The biggest unknown is coverage against the newest commercial speech systems in the wild — especially the most expressive and conversational ones. There are strong product signals for Eleven v3, Sesame, and Google's 2026 audio stack, but no public independent benchmark that specifically isolates them against the major public detectors.

The second is licensing clarity for several of the most interesting public models. Fake-Mamba and Nes2Net are public as code, but captured repo pages didn't expose a clear permissive license. That alone can change what's rational to ship first in commercial SaaS.

The third is how well current forensics transfer to the next wave of all-type audio generators.

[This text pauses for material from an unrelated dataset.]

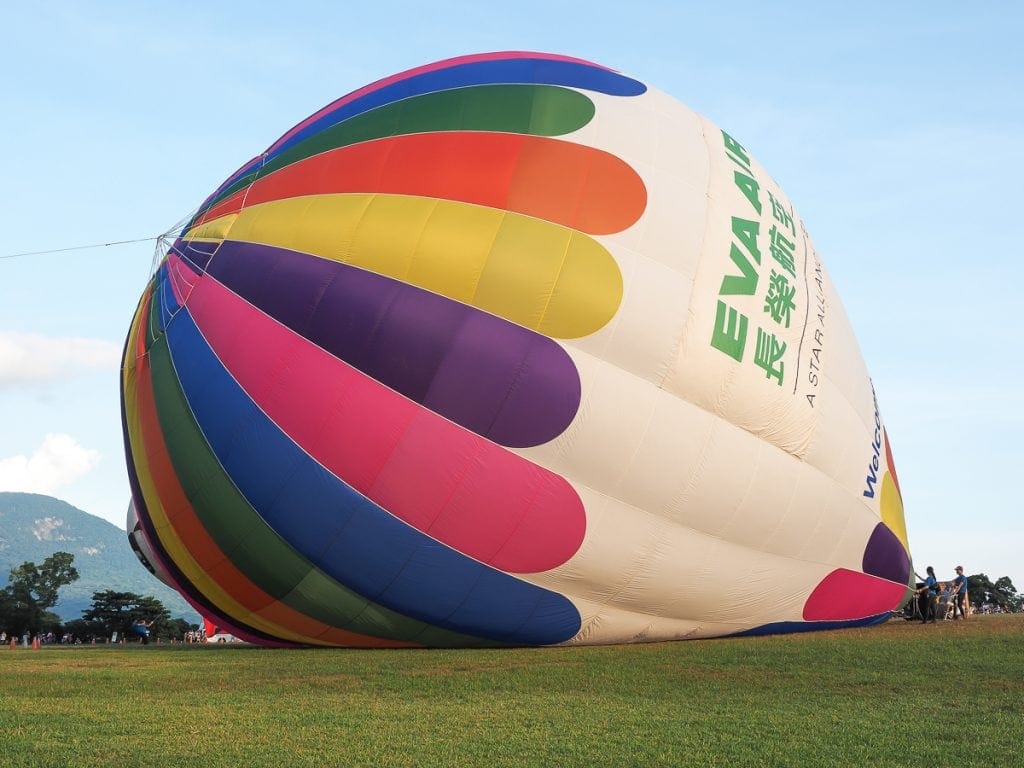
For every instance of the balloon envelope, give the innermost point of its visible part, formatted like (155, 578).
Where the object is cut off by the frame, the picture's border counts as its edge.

The field itself is acknowledging this gap through AT-ADD 2026 and RADAR 2026, both oriented around robustness under transformations and generalization across speech, singing, music, and other audio types.

Finally, the strongest open question is policy and explanation design: when should the system say "synthetic," when should it say "suspicious," and when should it say "out of domain"? The empirical evidence supports exposing those as different result types. Today's best detectors are good enough to aid review, ranking, and triage. They are not good enough to deserve a single universal truth score without context.

That's what we ship in /check/audio: a layered forensic pipeline with explicit evidence, codec awareness, and honest verdict types. The Fake-Mamba-class detector and full music branch land next.